Rasa cemburu, iri hati, serta ketidakadilan ini kemudian memenuhi benak mereka sehingga menghubung-hubungkan Masjid dengan agama mayoritas di Indonesia. Atas dasar itulah, semangat revolusioner berkobar di kalangan generasi muda Papua. Perlu diingat juga, generasi ini juga terdampak situasi ekonomi yang tidak menguntungkan bagi mereka di Papua. Banyak anak-anak muda di Papua yang kalah bersaing karena faktor-faktor yang penulis sudah jelaskan di atas, sehingga mereka mudah sekali terpicu oleh isu-isu separatisme, yang bisa saja berujung pada konflik dan kekerasan struktural. 


Menurut Banyu Perwita, kekerasan struktural adalah kekerasan yang terjadi secara non-verbal, seperti kemiskinan, kelaparan, penindasan, dan pengasingan sosial yang menyebabkan penderitaan mendalam bagi seseorang. Kekerasan ini jika dbiarkan akan berujung pada kekerasan langsung. Kekerasan langsung adalah segala macam bentuk kekerasan dalam bentuk verbal yang mengakibatkan luka fisik dan penderitaan yang dalam bagi seseorang. Perang dan konflik bersenjata yang mengakibatkan hilangnya nyawa adalah contoh yang paling tepat untuk menggambarkan bentuk dari kekerasan langsung (Perwita & Sabban, 2015).


Oleh karena fakta-fakta di atas, generasi muda Papua perlu dimodernisasi sesuai tuntutan zaman masa kini dan masa kedepan dengan pendekatan berbagai kajian keilmuan dan nilai-nilai modern. Kedepan, generasi muda Papua perlu dikirim ke berbagai universitas agar mereka akrab dengan teori-teori revolusi dan perubahan sosial yang terjadi di berbagai negara yang berhasil memajukan masyarakatnya. Dengan pendekatan sosial perubahan masa kini tekanan lebih pada revolusi intelektual dipadukan dengan nilai-nilai damai Papua sendiri dan nilai damai universal didukung internasional sebagaimana hal itu juga sepenuhnya didukung tokoh-tokoh agama di sana. 


Kesimpulannya, pendidikan memang sangat penting di Papua. Beruntung, sejak UU Otonomi Khusus tahun 2001 pemerintah selalu memberi perhatian terhadap sektor ini. Dana yang diberikan kepada Papua (termasuk Papua Barat) selama ini pun mencapai angka 126.99 Triliun, di mana dana untuk pendidikan termasuk di dalamnya (Kompas, 2020). Itulah mengapa Otsus yang tahun depan akan berakhir sesuai perintah UU tersebut, perlu untuk dievaluasi dan diperpanjang. Evaluasi khususnya untuk dana pendidikan agar ditambah pengalokasiannya, serta target sasarannya dijaga betul agar tidak ada penyelewengan. 

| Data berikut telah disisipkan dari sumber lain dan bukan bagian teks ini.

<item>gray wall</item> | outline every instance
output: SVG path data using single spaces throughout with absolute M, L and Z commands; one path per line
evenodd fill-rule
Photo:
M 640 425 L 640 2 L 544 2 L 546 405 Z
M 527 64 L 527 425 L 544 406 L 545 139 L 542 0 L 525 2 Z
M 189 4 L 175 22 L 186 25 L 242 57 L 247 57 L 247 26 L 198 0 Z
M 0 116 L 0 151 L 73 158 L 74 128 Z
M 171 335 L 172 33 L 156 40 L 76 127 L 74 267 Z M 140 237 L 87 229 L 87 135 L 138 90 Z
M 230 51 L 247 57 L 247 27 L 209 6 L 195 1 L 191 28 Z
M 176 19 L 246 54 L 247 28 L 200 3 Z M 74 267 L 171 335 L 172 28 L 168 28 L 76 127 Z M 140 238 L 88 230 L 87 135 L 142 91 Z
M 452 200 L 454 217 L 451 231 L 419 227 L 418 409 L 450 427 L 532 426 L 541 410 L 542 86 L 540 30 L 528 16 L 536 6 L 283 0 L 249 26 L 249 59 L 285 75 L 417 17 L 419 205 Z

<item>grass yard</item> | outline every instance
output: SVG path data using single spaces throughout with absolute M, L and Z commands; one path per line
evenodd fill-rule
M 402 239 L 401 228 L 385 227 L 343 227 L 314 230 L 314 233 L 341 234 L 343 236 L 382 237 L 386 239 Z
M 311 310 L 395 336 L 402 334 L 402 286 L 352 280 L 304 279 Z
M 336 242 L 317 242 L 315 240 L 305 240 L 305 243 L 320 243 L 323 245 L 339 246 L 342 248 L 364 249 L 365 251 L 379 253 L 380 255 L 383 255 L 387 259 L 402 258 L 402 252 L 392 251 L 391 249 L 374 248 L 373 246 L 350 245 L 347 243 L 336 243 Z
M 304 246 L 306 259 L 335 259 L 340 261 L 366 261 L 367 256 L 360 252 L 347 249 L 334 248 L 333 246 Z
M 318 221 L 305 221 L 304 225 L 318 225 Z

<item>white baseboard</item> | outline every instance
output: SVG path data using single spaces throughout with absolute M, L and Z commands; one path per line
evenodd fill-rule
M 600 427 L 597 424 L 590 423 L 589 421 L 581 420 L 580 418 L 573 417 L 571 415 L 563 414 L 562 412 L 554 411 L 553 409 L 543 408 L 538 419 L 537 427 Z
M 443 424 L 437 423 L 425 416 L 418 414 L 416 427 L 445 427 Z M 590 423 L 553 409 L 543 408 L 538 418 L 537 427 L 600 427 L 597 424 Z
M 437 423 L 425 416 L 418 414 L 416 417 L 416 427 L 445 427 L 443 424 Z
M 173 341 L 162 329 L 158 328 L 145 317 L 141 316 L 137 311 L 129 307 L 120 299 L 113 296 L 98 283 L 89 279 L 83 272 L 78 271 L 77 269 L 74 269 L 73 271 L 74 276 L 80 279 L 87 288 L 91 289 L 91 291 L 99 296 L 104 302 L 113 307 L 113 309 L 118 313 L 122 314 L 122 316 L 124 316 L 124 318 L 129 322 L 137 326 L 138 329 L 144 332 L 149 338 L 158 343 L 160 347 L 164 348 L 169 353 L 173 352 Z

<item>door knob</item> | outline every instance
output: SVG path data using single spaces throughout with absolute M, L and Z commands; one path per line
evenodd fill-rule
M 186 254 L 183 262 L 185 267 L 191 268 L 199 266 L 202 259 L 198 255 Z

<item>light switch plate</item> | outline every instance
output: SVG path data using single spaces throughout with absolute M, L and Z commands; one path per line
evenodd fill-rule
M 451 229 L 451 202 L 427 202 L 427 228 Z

Terakhir, konflik akan selalu ada di setiap peradaban manusia manapun, dan tidak akan pernah selesai. Eksistensi manusia sangat bergantung pada kemampuannya mengelola konflik. Untuk bisa mengelola, sampai meresolusi konflik, maka fokus perhatian harus diarahkan pada analisa perilaku manusia dan lingkungannya (Indrawan, 2019). Perilaku orang-orang seperti Bazoka Logo dan anak-anak muda Papua lainnya yang terhasut isu separatisme memang harus menjadi perhatian kita bersama. Bukan karena revolusioner maka harus dihilangkan, namun diarahkan agar mereka dapat kembali ke jalan yang benar.